Thursday, 5 September 2013

Day 13: Cape Maclear

A sunlounger and a book. That was basically our day.
There aren't many tourists around in Cape Maclear and each lodge only seems to have four to six rooms, but you can tell that we are in tourist central Malawi style. As we went to bed last night there was a disco blaring, but I luckily managed to drop off without too many problems waking around 6am.

We headed for breakfast around 9am and I was served a huge pot of tea that took me over an hour to drink. Ed and I both read our books until gone midday, only rising to look at the view or to change between the sun lounger and hammock.

It was a blissfully relaxing morning. The most energetic thing I did was to text Becks.

Building works in Cape Maclear

We raised ourselves for a walk around 12:30. We headed west through the town and I was amazed how many curio sellers there were compared with the number of tourists in town.  Thankfully we didn't get too badly hassled. There are more persistent touts on the beach, but the lodges seem to have it quite well organised and non of the touts come onto the properties.

Hitting the western end of town and not finding an internet café we turned round and headed to the Fat Monkeys, the most easterly lodge in the village. We were hoping to find a wifi connection and to get a drink. We mananged to get a drink.

Sunset over Lake Malawi
While we were having lunch we got chatting to a 23 year old English guy from High Wycombe. He has been travelling for the last sixteen months and has another eight months to go before arriving back in the UK. He started by driving the length of the Americas on a motorbike and is now cycling from South Africa to Trafalgar Square. While we were talking I worked out he was the guy that we saw on the day we travelled from South Luangwa to Blantyr.

Around 3pm we walked back up the beach to our lodge to read and lie on the sun loungers.

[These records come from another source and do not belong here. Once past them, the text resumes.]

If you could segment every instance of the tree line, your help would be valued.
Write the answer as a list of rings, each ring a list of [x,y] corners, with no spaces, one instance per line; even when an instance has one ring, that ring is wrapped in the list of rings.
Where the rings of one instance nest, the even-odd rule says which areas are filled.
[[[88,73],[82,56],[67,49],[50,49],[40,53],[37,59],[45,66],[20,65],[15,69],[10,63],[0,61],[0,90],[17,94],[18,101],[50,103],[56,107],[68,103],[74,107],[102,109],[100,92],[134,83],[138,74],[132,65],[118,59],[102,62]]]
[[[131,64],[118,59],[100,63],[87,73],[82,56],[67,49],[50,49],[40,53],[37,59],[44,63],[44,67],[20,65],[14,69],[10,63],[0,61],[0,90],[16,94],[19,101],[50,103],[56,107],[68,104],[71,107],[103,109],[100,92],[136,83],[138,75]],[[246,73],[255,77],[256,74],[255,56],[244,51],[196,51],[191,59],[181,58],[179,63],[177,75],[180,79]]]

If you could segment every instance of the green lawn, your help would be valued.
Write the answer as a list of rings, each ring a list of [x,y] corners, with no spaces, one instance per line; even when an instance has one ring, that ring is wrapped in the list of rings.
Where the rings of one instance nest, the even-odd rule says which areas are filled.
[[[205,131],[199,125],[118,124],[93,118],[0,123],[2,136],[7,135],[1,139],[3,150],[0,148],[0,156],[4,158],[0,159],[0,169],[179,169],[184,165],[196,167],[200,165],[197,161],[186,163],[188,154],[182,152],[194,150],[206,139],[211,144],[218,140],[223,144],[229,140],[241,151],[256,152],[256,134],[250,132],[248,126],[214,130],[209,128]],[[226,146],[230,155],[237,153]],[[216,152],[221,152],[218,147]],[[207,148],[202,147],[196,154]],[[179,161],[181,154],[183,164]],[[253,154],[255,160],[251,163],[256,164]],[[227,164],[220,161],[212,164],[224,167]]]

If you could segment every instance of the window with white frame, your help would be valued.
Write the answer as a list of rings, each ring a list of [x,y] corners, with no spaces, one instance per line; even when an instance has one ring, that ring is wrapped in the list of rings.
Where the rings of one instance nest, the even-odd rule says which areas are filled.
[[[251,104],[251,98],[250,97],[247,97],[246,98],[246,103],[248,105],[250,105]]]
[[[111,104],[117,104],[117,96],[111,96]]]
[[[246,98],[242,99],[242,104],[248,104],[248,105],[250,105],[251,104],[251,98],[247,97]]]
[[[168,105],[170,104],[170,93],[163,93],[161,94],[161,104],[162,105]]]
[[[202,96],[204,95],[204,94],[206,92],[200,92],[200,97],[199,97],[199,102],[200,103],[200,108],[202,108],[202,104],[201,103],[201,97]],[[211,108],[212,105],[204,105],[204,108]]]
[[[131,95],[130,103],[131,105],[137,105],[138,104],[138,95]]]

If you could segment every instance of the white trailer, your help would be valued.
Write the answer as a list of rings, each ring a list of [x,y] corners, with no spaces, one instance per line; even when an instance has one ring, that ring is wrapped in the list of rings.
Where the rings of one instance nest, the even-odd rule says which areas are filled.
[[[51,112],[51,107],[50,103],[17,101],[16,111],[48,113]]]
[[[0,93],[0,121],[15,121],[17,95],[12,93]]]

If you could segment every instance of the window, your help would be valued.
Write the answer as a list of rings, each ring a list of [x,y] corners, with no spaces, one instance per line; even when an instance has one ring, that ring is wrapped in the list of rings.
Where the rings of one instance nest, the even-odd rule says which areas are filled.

It was a hard day.

Washing clothes by the lake shore
We stopped reading around 5pm to take in the amazing sunset over Lake Malawi. There were kids playing on the beach, locals crowding round a fishing boat that has just come ashore and a sky that was slowly turning red. We drank beer and took photos of the sun setting.

After the sun had set we walked up the beach to a restaurant called Banapaya. There was a powercut in the village, the first we'd experienced during our trip, and the restaurant was lit by candles. For most of our time in the restaurant we were the only customer and the food took an hour to arrive (which seems to be about usual). The staff seemed genuinely pleased to see us and wanted to make sure we were happy which was nice.

After dinner we walked back down to our lodge, had a final beer and turned into bed at 9:15pm.

It was the most fantastically relaxing day, with gorgeous views as a back drop. You couldn't really ask for more.